The four conspirators all yelled at once.
"How the hell did you..."
"Shut your goddamn mouth!"
"What does a Russian mineralogist..."
"Shut up or I'll drill you."
Halakaz held up one hand. "Gentlemen! Gentlemen! Order, please. There is no need for panic. Our friend Courtney has Mr. Bolan covered, and he appears to be unarmed. And as for you, old chap," he said, turning toward the Executioner, "I see no point in your making such wild statements."
"They're true," Bolan pressed. "I'm afraid you've been used.

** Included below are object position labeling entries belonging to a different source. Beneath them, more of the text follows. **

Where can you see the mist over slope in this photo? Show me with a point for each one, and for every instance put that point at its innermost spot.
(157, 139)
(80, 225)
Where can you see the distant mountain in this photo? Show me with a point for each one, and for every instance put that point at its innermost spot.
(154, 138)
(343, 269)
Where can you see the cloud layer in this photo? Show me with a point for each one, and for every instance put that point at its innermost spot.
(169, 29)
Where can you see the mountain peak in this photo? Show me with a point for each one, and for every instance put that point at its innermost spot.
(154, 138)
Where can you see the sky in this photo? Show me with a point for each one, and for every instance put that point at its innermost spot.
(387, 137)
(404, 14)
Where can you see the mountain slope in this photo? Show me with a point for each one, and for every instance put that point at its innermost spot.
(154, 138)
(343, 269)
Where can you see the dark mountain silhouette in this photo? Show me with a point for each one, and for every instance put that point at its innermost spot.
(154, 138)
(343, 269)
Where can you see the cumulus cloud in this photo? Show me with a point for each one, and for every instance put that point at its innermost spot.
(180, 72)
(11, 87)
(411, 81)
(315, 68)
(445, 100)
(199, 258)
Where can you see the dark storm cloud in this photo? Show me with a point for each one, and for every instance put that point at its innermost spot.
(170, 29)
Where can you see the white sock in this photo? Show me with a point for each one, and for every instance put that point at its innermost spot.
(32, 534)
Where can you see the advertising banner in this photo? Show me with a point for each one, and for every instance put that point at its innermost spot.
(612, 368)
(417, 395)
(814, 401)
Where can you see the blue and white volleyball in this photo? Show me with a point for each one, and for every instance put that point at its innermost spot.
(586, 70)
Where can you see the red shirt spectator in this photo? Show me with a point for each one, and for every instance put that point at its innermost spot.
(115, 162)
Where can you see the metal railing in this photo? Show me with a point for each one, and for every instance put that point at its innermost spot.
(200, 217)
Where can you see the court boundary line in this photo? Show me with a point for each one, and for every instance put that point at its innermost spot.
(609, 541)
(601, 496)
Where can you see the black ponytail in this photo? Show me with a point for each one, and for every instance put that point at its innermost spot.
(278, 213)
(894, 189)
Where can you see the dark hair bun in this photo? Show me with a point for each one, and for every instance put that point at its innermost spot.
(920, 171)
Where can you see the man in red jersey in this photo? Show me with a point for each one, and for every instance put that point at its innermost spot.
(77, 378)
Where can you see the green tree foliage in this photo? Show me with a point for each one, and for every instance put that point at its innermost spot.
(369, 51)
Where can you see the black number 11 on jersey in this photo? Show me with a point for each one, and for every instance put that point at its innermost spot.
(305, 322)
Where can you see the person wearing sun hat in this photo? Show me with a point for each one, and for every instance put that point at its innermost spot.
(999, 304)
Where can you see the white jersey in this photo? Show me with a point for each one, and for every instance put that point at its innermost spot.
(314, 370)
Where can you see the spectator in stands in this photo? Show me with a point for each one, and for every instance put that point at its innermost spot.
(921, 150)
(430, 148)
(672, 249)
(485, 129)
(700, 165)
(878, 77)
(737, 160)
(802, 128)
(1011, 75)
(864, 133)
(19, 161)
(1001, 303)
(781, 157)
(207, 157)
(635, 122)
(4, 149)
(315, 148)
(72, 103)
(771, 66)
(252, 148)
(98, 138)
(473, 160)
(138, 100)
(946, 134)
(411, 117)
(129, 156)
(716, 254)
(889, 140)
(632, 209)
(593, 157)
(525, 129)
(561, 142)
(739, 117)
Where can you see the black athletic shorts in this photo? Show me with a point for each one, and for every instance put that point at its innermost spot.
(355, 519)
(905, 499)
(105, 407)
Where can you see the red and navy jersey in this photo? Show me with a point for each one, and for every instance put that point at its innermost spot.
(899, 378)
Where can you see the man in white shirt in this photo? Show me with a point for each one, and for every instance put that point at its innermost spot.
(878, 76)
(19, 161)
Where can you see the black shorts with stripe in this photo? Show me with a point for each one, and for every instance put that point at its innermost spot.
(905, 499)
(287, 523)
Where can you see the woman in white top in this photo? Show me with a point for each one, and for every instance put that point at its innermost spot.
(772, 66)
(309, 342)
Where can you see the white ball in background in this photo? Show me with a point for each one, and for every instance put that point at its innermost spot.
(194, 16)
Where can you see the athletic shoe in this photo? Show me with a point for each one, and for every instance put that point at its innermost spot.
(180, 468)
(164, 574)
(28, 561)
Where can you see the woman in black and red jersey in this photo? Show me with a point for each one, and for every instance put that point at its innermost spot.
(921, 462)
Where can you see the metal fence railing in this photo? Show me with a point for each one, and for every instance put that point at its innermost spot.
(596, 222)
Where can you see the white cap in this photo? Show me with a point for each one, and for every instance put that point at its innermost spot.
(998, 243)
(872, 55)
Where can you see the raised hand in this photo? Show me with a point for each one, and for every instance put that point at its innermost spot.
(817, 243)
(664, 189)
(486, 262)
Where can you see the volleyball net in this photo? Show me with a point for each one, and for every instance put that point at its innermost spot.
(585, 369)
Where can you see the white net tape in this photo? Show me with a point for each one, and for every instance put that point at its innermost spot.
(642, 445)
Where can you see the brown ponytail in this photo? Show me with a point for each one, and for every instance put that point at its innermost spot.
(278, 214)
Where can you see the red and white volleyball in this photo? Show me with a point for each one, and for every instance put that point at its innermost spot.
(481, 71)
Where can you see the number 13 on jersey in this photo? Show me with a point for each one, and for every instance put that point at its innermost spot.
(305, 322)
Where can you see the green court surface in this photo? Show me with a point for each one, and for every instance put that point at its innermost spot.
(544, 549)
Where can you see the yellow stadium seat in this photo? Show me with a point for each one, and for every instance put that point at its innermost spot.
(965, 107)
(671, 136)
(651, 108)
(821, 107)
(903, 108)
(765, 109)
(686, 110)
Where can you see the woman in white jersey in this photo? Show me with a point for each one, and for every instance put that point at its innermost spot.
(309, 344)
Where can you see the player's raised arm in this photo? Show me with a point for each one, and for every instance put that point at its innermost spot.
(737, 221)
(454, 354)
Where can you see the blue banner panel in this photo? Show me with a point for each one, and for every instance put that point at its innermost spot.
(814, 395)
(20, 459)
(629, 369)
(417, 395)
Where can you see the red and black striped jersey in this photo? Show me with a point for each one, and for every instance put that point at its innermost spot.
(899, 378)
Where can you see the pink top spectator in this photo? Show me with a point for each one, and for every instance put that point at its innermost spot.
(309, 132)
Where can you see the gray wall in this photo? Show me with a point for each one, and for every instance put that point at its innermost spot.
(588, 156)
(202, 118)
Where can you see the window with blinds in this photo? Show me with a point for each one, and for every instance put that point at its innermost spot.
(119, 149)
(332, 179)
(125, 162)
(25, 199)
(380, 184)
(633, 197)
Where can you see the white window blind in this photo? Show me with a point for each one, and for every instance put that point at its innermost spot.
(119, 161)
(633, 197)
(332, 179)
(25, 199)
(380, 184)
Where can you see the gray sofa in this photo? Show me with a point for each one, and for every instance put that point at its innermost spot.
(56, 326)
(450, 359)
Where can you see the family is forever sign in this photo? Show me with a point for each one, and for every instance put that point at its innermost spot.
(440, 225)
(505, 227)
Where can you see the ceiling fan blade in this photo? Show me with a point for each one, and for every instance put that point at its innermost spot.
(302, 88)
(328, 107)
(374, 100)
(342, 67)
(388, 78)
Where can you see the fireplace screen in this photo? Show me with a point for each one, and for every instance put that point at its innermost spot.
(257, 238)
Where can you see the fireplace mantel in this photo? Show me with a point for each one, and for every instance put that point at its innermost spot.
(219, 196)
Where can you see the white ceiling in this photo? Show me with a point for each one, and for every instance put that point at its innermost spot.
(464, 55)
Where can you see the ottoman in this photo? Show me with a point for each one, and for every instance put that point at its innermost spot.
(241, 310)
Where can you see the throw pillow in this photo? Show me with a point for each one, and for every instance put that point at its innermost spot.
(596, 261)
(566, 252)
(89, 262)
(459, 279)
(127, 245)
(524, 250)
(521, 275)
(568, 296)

Now that the missiles are ready to be fired, you'll be... executed. In that cave. Because I promise you they have no intention of using those rockets to help you take Khartoum or any other city in the Sudan."
"That is ridiculous, old chap," Halakaz said, stemming the chorus of fury exploding from Giovanni and his companions.
"Are you a missile expert, General?"
"No, but..."
"Then how can you explain the fact that these weapons are not short-range tactical missiles suitable for such an operation, but intermediate rockets capable of delivering atomic warheads all over Europe and the Middle East?"
"Bull!" Unexpectedly Halakaz lapsed into the vernacular. "How can you possibly know that? How could a photographer..."
"I have to plead guilty to another deception there, General. I can't tell you who I work for..."
"He's a mercenary! Works for anyone who pays," Giovanni stormed.
"But I am an expert on modern warfare. And what I tell you is true."
Bolan's even voice carried conviction, and for the first time Halakaz hesitated. "What's more," Bolan continued, "if they were really going to help you conquer the Arabs in the north, would there really be such a highly placed Khartoum official working for them?"